Our research focuses on cancer signaling and metabolism and has made contributions to the cancer metabolism field through the:
- Elucidation of instrumental mechanisms of the Warburg effect
- Discovery of the protein kinase activity of metabolic enzymes
- Revelation of the non-metabolic functions of metabolic enzymes in tumorigenesis
(1) Our work elucidated instrumental mechanisms underlying the growth factor receptor-promoted Warburg effect. We reported that growth factor receptor activation induces translocation of the glycolytic enzyme pyruvate kinase M2 (PKM2) into the nucleus, where it binds to and activates tyrosine-phosphorylated b-catenin (Nature, 2011), phosphorylates histone H3 (Cell, 2012; listed in the 2012 Signaling Breakthroughs of the Year by Science Signaling), upregulating expression of glycolytic genes and enhancing the glucose uptake and lactate production (Nature Cell Biology, 2012; Molecular Cell, 2012). In addition, we revealed that activation of growth factor receptors, expression of K-Ras G12V and B-Raf V600E, and hypoxia induce the mitochondrial translocation of the glycolytic enzyme phosphoglycerate kinase 1 (PGK1), which phosphorylates and activates pyruvate dehydrogenase kinase 1 (PDHK1) to inhibit mitochondrial pyruvate metabolism, thereby promoting the Warburg effect (Molecular Cell, 2016).
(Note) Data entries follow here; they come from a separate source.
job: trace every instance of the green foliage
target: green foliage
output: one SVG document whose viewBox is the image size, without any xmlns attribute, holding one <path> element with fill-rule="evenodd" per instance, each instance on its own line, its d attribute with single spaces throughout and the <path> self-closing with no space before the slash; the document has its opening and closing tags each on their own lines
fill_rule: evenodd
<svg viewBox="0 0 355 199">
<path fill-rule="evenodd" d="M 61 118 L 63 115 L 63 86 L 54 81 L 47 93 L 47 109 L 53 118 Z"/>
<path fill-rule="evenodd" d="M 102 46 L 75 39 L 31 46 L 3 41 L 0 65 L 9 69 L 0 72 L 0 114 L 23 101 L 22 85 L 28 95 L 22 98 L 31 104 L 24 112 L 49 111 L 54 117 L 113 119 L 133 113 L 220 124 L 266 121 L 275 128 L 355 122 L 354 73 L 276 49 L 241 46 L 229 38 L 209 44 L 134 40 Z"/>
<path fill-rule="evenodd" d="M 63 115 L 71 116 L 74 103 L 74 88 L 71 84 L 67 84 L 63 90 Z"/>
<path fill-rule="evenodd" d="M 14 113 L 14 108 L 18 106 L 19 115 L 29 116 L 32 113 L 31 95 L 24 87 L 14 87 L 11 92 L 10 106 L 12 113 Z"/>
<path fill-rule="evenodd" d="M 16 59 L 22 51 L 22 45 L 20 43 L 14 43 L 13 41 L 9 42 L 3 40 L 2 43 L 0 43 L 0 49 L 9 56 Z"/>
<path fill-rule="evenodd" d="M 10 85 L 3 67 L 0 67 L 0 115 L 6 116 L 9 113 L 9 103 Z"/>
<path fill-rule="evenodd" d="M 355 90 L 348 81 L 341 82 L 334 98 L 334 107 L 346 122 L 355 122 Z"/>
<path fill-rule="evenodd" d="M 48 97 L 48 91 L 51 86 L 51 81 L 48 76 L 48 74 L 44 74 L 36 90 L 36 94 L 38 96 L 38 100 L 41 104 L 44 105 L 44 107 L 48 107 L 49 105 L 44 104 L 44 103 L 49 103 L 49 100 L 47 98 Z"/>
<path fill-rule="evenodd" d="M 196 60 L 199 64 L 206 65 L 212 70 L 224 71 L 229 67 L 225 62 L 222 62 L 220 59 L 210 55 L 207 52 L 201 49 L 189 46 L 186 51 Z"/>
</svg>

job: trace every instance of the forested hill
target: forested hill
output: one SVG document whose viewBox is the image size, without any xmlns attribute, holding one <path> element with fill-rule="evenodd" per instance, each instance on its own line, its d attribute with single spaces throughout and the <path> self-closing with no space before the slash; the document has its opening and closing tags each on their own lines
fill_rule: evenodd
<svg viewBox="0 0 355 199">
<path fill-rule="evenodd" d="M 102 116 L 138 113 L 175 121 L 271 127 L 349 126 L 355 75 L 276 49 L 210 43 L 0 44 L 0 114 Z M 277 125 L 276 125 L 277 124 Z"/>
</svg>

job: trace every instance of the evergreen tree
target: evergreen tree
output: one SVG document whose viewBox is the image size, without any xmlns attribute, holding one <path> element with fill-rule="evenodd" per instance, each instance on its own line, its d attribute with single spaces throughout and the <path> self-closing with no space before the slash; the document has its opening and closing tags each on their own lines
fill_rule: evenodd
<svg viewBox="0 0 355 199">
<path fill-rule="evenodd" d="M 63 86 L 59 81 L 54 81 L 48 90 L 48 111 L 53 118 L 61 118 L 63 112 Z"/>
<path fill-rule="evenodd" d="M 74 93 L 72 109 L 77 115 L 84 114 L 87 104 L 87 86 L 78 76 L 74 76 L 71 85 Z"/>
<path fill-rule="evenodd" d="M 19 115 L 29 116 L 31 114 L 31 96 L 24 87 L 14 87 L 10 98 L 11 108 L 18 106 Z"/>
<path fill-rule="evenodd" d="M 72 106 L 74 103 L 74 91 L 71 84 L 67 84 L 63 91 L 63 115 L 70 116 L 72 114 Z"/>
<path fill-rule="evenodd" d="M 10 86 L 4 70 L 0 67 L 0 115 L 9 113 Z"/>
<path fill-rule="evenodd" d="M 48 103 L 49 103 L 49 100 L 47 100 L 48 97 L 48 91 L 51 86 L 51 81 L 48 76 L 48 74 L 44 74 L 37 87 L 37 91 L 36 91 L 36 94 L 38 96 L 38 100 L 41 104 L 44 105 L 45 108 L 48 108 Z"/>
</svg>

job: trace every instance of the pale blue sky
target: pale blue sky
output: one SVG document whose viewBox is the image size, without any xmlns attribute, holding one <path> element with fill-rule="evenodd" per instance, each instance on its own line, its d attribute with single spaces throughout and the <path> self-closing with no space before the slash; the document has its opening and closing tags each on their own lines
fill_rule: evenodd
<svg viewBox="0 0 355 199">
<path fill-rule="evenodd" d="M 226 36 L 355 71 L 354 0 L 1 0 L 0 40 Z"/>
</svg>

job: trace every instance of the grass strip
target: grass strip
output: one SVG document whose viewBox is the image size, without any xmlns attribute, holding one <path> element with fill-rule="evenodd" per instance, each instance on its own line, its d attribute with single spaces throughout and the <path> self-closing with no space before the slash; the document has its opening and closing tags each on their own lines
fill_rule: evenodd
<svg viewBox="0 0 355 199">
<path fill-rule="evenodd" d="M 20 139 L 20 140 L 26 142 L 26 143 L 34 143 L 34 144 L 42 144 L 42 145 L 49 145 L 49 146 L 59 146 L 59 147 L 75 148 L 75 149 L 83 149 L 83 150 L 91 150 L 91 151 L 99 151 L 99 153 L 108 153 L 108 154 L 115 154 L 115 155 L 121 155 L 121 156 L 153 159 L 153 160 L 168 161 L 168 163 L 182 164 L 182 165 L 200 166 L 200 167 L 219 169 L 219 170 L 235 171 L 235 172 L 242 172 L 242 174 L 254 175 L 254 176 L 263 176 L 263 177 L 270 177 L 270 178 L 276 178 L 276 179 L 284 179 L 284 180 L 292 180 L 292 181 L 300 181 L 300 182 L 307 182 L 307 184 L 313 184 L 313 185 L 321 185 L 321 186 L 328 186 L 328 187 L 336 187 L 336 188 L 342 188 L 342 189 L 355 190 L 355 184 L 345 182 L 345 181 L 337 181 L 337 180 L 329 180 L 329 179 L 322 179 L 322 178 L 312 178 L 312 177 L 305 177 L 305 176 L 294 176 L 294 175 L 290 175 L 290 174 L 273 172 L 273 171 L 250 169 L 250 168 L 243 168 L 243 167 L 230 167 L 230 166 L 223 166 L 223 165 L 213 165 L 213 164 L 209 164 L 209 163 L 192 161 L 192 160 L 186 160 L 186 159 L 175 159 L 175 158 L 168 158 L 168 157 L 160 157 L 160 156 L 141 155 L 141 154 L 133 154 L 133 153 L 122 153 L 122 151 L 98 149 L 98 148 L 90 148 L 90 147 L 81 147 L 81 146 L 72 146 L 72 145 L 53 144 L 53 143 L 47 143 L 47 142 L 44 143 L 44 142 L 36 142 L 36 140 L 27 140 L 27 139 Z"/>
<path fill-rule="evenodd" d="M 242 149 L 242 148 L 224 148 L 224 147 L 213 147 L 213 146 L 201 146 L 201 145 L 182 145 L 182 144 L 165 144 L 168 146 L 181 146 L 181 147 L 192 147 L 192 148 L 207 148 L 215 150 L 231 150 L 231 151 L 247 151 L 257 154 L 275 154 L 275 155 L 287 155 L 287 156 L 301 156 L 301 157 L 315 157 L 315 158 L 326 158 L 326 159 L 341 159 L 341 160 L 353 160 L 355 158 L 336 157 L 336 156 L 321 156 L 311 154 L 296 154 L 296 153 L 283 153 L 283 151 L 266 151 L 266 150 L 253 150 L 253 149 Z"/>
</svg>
Thus, growth factor receptor activation-promoted Warburg effect is regulated by nuclear PKM2 and mitochondrial PGK1.
(2) Our work discovered that metabolic enzymes (PKM2, PGK1, and fructokinase (KHK)-A) can function as protein kinases. In addition to the discovery of PKM2 acting as a protein kinase to phosphorylate histone, we demonstrated that PKM2 phosphorylates the spindle assembly protein Bub3 to regulate chromosome segregation and mitotic checkpoint in metaphase and phosphorylates myosin light chain 2 to promote cytokinesis (Molecular Cell, 2014; Nature Communications, 2014). We for the first time reported that hepatocellular carcinoma (HCC) cells alternately splices KHK gene and switch KHK expression from high-activity KHK-C to low-activity KHK-A isoform, which acts as a protein kinase, phosphorylating and activating phosphoribosyl pyrophosphate synthetase 1 (PRPS1) to promote the de novo nucleic acid synthesis and HCC formation (Nature Cell Biology, 2016). Besides our first time report that mitochondrial PGK1 phosphorylates and activates PDHK1 to regulate mitochondrial function, we demonstrated that PGK1 under energy stress conditions phosphorylates Beclin1 to regulate autophagy (Molecular Cell, 2017).
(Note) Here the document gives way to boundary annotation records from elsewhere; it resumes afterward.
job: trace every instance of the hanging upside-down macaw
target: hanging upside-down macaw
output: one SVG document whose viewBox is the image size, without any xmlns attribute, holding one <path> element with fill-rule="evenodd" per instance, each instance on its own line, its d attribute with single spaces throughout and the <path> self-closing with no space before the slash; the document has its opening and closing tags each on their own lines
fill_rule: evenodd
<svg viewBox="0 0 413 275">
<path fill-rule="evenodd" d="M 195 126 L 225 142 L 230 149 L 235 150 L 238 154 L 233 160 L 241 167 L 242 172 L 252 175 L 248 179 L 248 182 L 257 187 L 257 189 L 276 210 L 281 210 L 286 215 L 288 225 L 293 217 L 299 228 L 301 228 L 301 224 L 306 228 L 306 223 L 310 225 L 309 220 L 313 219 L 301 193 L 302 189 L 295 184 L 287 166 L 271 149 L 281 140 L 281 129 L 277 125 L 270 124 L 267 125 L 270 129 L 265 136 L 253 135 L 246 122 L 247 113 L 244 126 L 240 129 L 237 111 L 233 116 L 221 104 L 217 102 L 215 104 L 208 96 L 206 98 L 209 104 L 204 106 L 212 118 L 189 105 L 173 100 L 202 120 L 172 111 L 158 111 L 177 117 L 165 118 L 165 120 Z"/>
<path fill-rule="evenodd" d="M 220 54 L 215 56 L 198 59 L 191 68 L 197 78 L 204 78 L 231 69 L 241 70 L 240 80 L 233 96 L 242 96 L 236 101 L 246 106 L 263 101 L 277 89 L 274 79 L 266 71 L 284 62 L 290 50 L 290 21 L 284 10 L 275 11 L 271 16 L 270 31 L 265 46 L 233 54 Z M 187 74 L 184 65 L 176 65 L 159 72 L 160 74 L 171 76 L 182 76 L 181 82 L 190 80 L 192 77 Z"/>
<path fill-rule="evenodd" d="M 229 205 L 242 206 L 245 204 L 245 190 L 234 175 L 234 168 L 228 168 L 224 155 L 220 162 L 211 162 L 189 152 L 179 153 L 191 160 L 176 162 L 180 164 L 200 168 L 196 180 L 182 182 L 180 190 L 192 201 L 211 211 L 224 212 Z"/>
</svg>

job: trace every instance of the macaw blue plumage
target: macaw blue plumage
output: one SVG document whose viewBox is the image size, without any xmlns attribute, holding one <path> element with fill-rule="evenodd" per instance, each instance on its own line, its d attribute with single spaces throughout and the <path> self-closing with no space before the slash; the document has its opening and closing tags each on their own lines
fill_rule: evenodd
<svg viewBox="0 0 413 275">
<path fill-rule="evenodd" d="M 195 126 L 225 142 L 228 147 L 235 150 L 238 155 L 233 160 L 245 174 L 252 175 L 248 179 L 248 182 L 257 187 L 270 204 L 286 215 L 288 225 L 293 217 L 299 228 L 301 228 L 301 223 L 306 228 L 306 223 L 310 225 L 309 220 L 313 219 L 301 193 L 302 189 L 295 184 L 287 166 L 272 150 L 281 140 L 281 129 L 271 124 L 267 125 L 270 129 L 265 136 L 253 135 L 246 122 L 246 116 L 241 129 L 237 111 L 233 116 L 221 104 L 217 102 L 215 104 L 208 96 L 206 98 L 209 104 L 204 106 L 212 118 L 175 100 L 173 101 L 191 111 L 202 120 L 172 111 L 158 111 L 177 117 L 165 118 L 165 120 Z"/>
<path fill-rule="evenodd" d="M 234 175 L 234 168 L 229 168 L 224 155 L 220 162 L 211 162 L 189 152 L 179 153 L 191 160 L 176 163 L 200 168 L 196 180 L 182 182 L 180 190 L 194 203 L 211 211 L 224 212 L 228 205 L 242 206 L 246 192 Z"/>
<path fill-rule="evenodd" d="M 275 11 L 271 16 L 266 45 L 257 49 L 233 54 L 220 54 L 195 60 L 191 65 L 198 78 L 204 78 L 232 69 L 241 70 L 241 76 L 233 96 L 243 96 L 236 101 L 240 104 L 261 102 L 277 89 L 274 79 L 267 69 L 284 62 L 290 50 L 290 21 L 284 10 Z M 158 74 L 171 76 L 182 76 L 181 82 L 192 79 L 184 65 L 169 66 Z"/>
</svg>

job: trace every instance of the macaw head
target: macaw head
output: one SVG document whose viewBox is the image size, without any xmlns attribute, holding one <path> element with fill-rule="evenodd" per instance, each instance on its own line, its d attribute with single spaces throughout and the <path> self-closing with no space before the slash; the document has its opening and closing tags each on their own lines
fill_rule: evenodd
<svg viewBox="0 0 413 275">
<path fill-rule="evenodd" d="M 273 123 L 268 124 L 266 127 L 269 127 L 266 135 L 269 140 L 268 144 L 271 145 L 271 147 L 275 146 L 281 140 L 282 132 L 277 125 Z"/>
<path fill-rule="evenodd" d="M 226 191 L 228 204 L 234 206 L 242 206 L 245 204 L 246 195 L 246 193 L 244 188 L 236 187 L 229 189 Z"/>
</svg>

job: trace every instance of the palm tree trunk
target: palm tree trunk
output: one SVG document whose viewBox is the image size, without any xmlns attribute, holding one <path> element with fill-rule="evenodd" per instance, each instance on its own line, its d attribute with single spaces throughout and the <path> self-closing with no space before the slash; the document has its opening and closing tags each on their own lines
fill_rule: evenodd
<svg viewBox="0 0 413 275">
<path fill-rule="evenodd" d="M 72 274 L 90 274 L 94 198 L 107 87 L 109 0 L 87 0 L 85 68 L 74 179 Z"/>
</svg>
(3) Our work revealed that metabolic enzymes can possess nonmetabolic functions in regulation of instrumental cellular activities. We demonstrated that metabolic enzymes of PKM2, PGK1, and KHK-A regulate gene expression, mitosis, cytokinesis, de novo nucleic acid synthesis, and autophagy. In addition, we demonstrated that (a) the metabolic enzyme fumarase regulates DNA repair (Nature Cell Biology, 2015), (b) generation of acetyl-CoA at the promoter regions by nuclear acetyl-CoA synthetase 2 (ACSS2) induces gene expression for lysosomal biogenesis and autophagy (Molecular Cell, 2017), and (c) a-KGDH-associated KAT2A acts as a histone H3 succinyltransferase to regulate gene expression (Nature, 2017).